The dataset is made from the youtube Hinglih comments on the top two Indian political parties (Bhartiya Janta Party and Indian National Congress). The dataset is divided into two files. One file contains comments related to BJP and another file contains comments releted to Congress. The experiment is performed on the mergerd comments from two files. Thanks to the author of the datset provided here:https://zenodo.org/record/3055456#.XScftOhKhPZ
Hinglish is a code mixed language of Hindi and English. In India some comments contain English words in Hindi langusge. For example "Mera brother 5 months se work pe he." Which means "My brothe is working for 5 months." Here 'months','work','brother' are English words.
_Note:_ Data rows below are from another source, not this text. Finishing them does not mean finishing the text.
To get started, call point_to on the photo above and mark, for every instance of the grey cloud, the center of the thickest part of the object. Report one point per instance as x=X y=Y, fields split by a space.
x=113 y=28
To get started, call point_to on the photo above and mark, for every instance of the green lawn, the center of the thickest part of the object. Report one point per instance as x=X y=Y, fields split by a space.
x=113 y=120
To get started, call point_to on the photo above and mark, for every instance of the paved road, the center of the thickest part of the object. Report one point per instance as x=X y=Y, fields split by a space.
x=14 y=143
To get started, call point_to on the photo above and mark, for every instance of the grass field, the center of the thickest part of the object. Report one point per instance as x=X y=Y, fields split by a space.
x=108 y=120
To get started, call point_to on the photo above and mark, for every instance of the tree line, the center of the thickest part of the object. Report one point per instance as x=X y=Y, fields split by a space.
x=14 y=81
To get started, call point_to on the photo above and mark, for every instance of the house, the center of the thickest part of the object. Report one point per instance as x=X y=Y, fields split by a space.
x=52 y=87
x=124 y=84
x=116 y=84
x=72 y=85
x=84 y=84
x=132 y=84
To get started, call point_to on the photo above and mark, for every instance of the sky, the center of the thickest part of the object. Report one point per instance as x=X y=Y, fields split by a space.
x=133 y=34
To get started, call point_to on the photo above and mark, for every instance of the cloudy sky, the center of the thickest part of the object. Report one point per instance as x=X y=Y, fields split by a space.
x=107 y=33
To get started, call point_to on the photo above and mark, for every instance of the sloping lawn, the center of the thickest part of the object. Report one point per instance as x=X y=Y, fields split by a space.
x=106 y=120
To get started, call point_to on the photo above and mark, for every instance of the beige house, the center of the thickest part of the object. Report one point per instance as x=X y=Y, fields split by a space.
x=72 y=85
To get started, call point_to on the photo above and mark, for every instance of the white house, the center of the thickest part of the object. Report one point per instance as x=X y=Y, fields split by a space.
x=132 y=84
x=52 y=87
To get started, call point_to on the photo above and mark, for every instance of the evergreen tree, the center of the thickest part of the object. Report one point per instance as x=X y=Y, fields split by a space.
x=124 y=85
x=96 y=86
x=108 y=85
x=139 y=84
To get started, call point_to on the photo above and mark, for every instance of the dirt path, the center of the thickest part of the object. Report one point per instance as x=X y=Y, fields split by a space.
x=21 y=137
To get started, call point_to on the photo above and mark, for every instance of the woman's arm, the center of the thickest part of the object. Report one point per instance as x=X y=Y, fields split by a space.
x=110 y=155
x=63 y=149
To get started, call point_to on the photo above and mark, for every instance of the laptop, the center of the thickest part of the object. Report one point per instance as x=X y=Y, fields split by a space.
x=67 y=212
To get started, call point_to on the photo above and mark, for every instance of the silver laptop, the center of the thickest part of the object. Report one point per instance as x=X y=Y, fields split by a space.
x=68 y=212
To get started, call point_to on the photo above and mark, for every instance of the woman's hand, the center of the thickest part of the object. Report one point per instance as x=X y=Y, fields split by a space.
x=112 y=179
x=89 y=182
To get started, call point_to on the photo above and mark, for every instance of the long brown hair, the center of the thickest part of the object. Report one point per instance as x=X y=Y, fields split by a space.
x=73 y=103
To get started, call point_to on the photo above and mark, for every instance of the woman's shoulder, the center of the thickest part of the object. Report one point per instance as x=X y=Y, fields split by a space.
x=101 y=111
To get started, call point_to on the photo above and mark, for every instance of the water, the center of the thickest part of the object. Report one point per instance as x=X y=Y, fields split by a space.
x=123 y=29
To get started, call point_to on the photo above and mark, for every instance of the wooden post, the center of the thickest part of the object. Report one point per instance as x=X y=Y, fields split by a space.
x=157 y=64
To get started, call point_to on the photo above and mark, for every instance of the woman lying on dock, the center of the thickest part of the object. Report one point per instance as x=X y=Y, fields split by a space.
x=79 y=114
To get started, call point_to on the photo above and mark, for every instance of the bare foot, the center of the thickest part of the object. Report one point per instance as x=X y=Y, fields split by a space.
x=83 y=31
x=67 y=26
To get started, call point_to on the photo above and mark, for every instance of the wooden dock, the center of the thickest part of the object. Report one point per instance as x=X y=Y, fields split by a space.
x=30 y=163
The challengeis that there are no standard stopword, stemmer and lemmatizer libraries for Hinglish language and working with such mateforically rich language increases complexity on processing user based comments.
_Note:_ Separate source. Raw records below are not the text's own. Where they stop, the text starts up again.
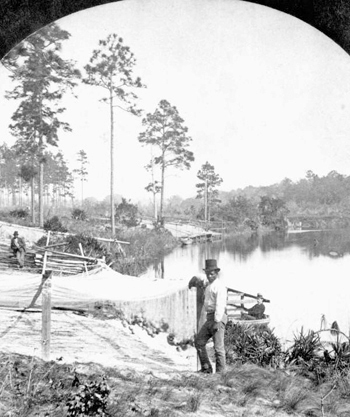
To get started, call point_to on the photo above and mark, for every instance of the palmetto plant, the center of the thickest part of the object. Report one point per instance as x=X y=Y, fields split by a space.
x=252 y=344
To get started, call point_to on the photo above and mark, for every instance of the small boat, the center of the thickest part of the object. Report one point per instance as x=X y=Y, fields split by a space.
x=236 y=301
x=243 y=322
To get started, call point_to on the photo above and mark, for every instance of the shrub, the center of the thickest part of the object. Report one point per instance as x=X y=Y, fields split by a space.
x=79 y=214
x=127 y=213
x=252 y=344
x=54 y=224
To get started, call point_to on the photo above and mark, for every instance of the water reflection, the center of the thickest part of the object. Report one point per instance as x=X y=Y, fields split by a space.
x=304 y=274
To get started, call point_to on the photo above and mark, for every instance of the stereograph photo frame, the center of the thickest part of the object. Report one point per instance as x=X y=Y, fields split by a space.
x=310 y=21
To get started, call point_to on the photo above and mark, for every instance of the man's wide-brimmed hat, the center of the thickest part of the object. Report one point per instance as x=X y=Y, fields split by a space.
x=211 y=265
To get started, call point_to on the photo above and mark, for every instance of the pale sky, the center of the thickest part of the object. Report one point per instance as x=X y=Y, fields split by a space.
x=264 y=95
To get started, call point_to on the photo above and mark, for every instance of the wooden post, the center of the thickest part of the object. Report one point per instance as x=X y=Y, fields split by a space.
x=46 y=315
x=48 y=238
x=201 y=316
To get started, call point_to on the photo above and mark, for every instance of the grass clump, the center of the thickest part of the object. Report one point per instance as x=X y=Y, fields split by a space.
x=252 y=344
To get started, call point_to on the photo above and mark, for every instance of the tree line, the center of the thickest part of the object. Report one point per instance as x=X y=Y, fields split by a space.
x=312 y=196
x=41 y=78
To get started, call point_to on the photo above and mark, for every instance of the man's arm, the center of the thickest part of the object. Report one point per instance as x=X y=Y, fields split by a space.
x=221 y=301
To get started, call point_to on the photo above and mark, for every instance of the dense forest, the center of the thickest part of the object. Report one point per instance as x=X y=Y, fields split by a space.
x=313 y=196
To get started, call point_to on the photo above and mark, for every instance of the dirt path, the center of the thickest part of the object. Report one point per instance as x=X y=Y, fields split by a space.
x=83 y=339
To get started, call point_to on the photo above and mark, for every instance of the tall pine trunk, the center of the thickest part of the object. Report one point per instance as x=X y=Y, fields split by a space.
x=41 y=193
x=162 y=190
x=32 y=199
x=112 y=160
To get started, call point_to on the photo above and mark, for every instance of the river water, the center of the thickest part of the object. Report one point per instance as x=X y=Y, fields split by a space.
x=304 y=274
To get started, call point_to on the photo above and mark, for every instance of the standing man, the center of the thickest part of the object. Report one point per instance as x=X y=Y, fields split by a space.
x=18 y=247
x=215 y=299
This experiment is performed on the youtube political Hinglish comments on two top political parties BJP and Congress. The aim of the experiment is to study the effectiveness of deep learning techniques in extracting political sentiments from these comments. In other words it is a two class classification problem to classify each comments either in favbour of BJP or CONGRESS.
1.Multilayer perceptron
2.LSTM- long Short Term Memory
3.Convolutional Neural Network with LSTM
1.TF-IDF
2.Keras Tokenizer Text To Sequence for word embedding
1.Binary_cross_entropy for accuracy
2.Reciver Operating Curves (ROC)
Deep learning techniques performed well on extracting political tendency of commenters as it achieved more than 80% accuracy.